The statement disappeared from New America’s website, only to be reposted without explanation a few hours later. But word of Mr. Schmidt’s displeasure rippled through New America, which employs more than 200 people, including dozens of researchers, writers and scholars, most of whom work in sleek Washington offices where the main conference room is called the “Eric Schmidt Ideas Lab.” The episode left some people concerned that Google intended to discontinue funding, while others worried whether the think tank could truly be independent if it had to worry about offending its donors.
Those worries seemed to be substantiated a couple of days later, when Ms. Slaughter summoned the scholar who wrote the critical statement, Barry Lynn, to her office. He ran a New America initiative called Open Markets that has led a growing chorus of liberal criticism of the market dominance of telecom and tech giants, including Google, which is now part of a larger corporate entity known as Alphabet, for which Mr. Schmidt serves as executive chairman.
Ms. Slaughter told Mr. Lynn that “the time has come for Open Markets and New America to part ways,” according to an email from Ms. Slaughter to Mr. Lynn. The email suggested that the entire Open Markets team — nearly 10 full-time employees and unpaid fellows — would be exiled from New America.
While she asserted in the email, which was reviewed by The New York Times, that the decision was “in no way based on the content of your work,” Ms. Slaughter accused Mr. Lynn of “imperiling the institution as a whole.”
Mr. Lynn, in an interview, charged that Ms. Slaughter caved to pressure from Mr. Schmidt and Google, and, in so doing, set the desires of a donor over the think tank’s intellectual integrity.
“Google is very aggressive in throwing its money around Washington and Brussels, and then pulling the strings,” Mr. Lynn said. “People are so afraid of Google now.”
In the end, Google is a corporation that makes an ungodly amount of money, and they use it to lobby regulators and governments just like every other corporation on earth. They just happen to have a lot more money and influence than everybody else, so the kinds of things they can accomplish with that influence can carry far more impact.
Getting an entire policy team fired from a think tank for a mean article seems a bit excessive, however. Even for a company worth tens of billions that donates heavily to said think tank.

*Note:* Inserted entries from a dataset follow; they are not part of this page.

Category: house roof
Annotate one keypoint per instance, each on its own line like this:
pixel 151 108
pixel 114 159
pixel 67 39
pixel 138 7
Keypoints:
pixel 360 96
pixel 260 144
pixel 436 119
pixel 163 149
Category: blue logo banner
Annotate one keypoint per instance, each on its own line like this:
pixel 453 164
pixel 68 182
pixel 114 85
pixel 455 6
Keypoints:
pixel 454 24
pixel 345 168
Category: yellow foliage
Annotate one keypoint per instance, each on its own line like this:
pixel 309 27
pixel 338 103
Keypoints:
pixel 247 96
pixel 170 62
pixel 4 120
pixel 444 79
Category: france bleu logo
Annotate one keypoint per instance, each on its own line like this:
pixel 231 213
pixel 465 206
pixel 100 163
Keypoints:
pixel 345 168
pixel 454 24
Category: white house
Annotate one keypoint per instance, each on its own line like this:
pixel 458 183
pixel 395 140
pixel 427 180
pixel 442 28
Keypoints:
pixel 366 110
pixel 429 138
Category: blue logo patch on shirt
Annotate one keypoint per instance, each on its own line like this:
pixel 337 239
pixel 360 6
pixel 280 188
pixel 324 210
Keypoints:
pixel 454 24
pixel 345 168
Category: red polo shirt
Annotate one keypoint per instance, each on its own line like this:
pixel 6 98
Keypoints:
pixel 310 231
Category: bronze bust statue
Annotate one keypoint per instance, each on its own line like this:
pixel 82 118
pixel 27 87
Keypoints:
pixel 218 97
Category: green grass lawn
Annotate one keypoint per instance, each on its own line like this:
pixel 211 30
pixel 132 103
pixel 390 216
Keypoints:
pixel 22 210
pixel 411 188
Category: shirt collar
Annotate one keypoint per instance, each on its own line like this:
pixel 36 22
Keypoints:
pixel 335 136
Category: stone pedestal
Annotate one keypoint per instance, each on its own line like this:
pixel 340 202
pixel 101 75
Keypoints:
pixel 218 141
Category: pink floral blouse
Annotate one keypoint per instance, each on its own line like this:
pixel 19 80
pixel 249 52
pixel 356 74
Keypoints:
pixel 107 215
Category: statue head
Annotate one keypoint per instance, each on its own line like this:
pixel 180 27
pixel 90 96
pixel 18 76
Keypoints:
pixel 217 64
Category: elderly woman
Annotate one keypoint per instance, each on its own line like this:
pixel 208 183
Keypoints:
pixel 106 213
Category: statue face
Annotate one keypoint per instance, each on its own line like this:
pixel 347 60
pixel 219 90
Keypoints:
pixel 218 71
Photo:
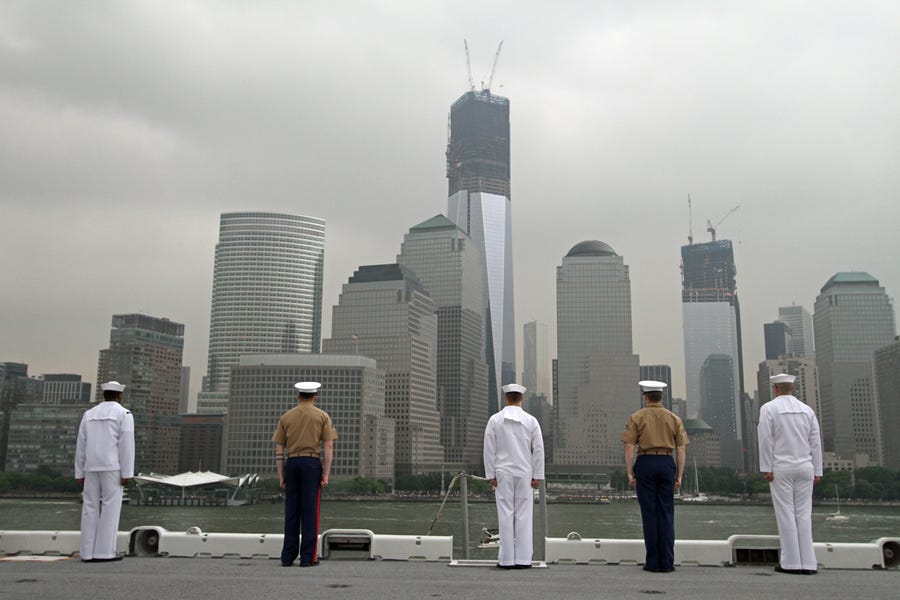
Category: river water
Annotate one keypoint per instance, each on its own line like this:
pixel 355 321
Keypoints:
pixel 620 519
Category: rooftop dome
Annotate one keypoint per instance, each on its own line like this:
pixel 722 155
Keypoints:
pixel 591 248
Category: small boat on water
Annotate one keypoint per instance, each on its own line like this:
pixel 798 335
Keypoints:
pixel 836 516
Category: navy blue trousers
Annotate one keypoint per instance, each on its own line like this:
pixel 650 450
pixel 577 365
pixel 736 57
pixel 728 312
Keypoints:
pixel 302 486
pixel 655 477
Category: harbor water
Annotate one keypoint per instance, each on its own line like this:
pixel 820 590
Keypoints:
pixel 620 520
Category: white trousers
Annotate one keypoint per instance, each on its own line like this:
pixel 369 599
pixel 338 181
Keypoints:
pixel 792 499
pixel 515 511
pixel 100 509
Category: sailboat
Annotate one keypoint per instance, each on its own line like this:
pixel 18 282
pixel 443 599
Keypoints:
pixel 837 517
pixel 697 496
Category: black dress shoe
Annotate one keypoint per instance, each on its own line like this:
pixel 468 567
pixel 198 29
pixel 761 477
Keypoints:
pixel 778 569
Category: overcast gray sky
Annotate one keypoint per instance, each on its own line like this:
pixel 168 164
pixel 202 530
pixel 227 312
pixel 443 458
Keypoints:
pixel 128 127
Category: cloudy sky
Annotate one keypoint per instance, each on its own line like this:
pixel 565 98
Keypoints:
pixel 128 127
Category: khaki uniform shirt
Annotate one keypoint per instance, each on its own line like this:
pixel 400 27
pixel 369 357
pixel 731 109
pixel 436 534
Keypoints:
pixel 655 428
pixel 302 430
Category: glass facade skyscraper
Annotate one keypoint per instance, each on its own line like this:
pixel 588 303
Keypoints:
pixel 448 265
pixel 853 318
pixel 478 172
pixel 597 371
pixel 384 313
pixel 267 293
pixel 712 326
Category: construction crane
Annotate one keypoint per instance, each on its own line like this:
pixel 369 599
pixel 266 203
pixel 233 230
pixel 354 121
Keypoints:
pixel 712 228
pixel 469 68
pixel 494 67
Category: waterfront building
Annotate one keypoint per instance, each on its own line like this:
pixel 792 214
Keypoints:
pixel 384 313
pixel 705 447
pixel 266 296
pixel 887 397
pixel 777 336
pixel 201 444
pixel 536 372
pixel 661 373
pixel 853 318
pixel 145 354
pixel 352 393
pixel 799 321
pixel 478 174
pixel 712 326
pixel 597 369
pixel 448 265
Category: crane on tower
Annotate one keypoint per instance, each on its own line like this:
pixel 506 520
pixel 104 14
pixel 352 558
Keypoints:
pixel 712 228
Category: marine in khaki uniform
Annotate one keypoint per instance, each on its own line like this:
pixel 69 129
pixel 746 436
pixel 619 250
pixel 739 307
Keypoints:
pixel 654 434
pixel 303 434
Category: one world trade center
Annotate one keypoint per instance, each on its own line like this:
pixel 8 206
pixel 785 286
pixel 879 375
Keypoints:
pixel 479 203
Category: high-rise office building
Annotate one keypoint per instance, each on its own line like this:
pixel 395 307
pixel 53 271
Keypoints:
pixel 384 313
pixel 536 373
pixel 597 369
pixel 712 326
pixel 352 393
pixel 799 322
pixel 887 396
pixel 661 373
pixel 777 336
pixel 448 265
pixel 267 293
pixel 479 203
pixel 853 318
pixel 145 354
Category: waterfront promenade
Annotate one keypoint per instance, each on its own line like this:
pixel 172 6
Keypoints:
pixel 233 579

Corporate rule of think tanks isn't new or anything, but I can't recall people getting canned over an opinion. Then again, Google pays for opinions that are good for Google, that's how think tanks work, guys.
Google is no different from Caterpillar or Union Carbide or ExxonMobil in that regard, and that's something to keep in mind.
Where Google is different is that as a tech company that influences greatly what Americans see and hear and read, effectively silencing critics like this and burying their opinions is dangerous on an unprecedented scale. An information technology company that can control information critical of it to this extent is a company that is probably too large to be allowed to exist.
I stand by that. Google, Amazon, Facebook, Comcast, Disney, Charter, they all control the flow of information in the information age to tens of millions daily. And we have the Trump regime to ride herd on them?
What do you think is going to happen?